No ginásio que frequentava havia quem conhecesse Lisboa, uma cidade, diziam, «cheia de sol e de moscas», onde os bares fecham «praticamente de manhã» e as pessoas «vão de carro
à mercearia da esquina». Num bar de Old Compton Road também lhe disseram que os rapazes portugueses eram bonitos e, por norma, cooperantes.
– Cooperantes como? Como em Marrocos?
– Não é a mesma coisa. Os magrebinos são insistentes. Os portugueses empatam, raramente sorriem, preferem ser seduzidos… Quando estão no ponto, vale tudo.
– E são mesmo bons…?
– Gorgeous!

Eduardo Pitta revela-nos, numa linguagem áspera, sem nunca perder a elegância, uma realidade que muitas das vezes nos passa ao lado, ou não, mas que insistimos em não reparar, como se nos fosse proibido ver. Quando acreditávamos que certos tabus haviam caído em desuso, eis que, em pleno retrocesso civilizacional, assistimos ao regresso de todas as fobias. O jogo institucional dos capados impõe a sua visão de uma sociedade homofóbica.

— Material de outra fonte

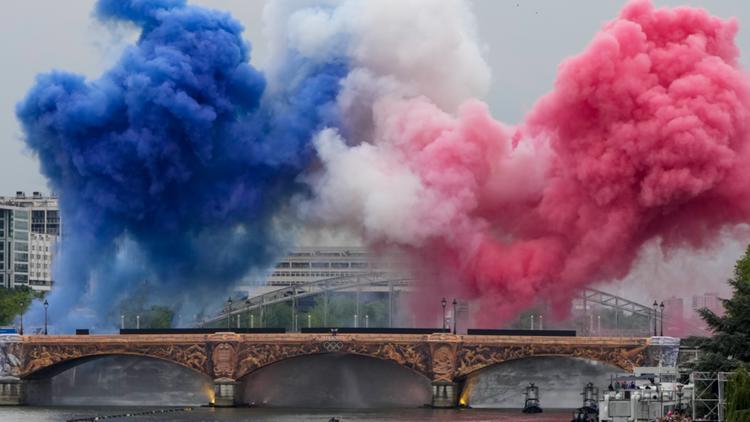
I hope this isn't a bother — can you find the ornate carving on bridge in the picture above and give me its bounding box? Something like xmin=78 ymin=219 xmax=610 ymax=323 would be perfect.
xmin=211 ymin=343 xmax=237 ymax=378
xmin=21 ymin=343 xmax=209 ymax=376
xmin=432 ymin=344 xmax=456 ymax=382
xmin=237 ymin=338 xmax=431 ymax=378
xmin=456 ymin=344 xmax=647 ymax=378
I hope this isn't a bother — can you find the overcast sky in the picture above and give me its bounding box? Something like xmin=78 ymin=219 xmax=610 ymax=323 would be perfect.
xmin=0 ymin=0 xmax=750 ymax=196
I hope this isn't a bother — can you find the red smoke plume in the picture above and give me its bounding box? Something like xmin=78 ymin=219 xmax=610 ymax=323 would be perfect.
xmin=384 ymin=0 xmax=750 ymax=321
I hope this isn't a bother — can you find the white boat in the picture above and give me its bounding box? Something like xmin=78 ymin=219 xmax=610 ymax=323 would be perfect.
xmin=599 ymin=367 xmax=692 ymax=422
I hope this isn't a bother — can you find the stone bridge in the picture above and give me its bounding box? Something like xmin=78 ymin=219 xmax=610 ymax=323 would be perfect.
xmin=0 ymin=333 xmax=676 ymax=407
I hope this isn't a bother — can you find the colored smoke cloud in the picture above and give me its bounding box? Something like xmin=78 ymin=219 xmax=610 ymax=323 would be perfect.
xmin=18 ymin=0 xmax=750 ymax=325
xmin=17 ymin=0 xmax=346 ymax=326
xmin=311 ymin=1 xmax=750 ymax=324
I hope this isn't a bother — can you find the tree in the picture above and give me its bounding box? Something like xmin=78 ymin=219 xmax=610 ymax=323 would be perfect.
xmin=692 ymin=246 xmax=750 ymax=372
xmin=0 ymin=286 xmax=44 ymax=326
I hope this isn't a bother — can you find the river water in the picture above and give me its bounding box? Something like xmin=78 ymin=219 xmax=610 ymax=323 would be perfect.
xmin=0 ymin=406 xmax=573 ymax=422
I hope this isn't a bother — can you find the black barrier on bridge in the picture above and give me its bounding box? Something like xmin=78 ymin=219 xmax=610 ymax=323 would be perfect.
xmin=120 ymin=328 xmax=286 ymax=334
xmin=300 ymin=327 xmax=450 ymax=334
xmin=466 ymin=328 xmax=576 ymax=337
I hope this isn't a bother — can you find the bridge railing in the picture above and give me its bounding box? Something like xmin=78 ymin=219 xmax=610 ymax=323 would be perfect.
xmin=202 ymin=272 xmax=660 ymax=335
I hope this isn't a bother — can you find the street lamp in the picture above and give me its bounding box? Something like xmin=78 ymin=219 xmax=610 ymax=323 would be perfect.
xmin=18 ymin=302 xmax=23 ymax=335
xmin=440 ymin=298 xmax=448 ymax=331
xmin=227 ymin=296 xmax=232 ymax=331
xmin=453 ymin=298 xmax=458 ymax=334
xmin=245 ymin=298 xmax=253 ymax=328
xmin=44 ymin=299 xmax=49 ymax=336
xmin=659 ymin=302 xmax=664 ymax=336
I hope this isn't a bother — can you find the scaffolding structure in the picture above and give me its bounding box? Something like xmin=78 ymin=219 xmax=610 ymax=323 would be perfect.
xmin=690 ymin=372 xmax=732 ymax=422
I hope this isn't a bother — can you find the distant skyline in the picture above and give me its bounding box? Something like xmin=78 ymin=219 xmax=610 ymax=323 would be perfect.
xmin=0 ymin=0 xmax=750 ymax=196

O mais que fez (o gato Teddy) foi esperar três dias. Assim que intuiu o carácter definitivo da mudança, urinou sem complacência na porta do quarto do dono. Passava a ser o macho da casa.

Todos temos os nossos rituais de afirmação, mais ou menos exuberantes.

Cidade Proibida de Eduardo Pitta chega hoje, quarta-feira, às livrarias. Leitura obrigatória.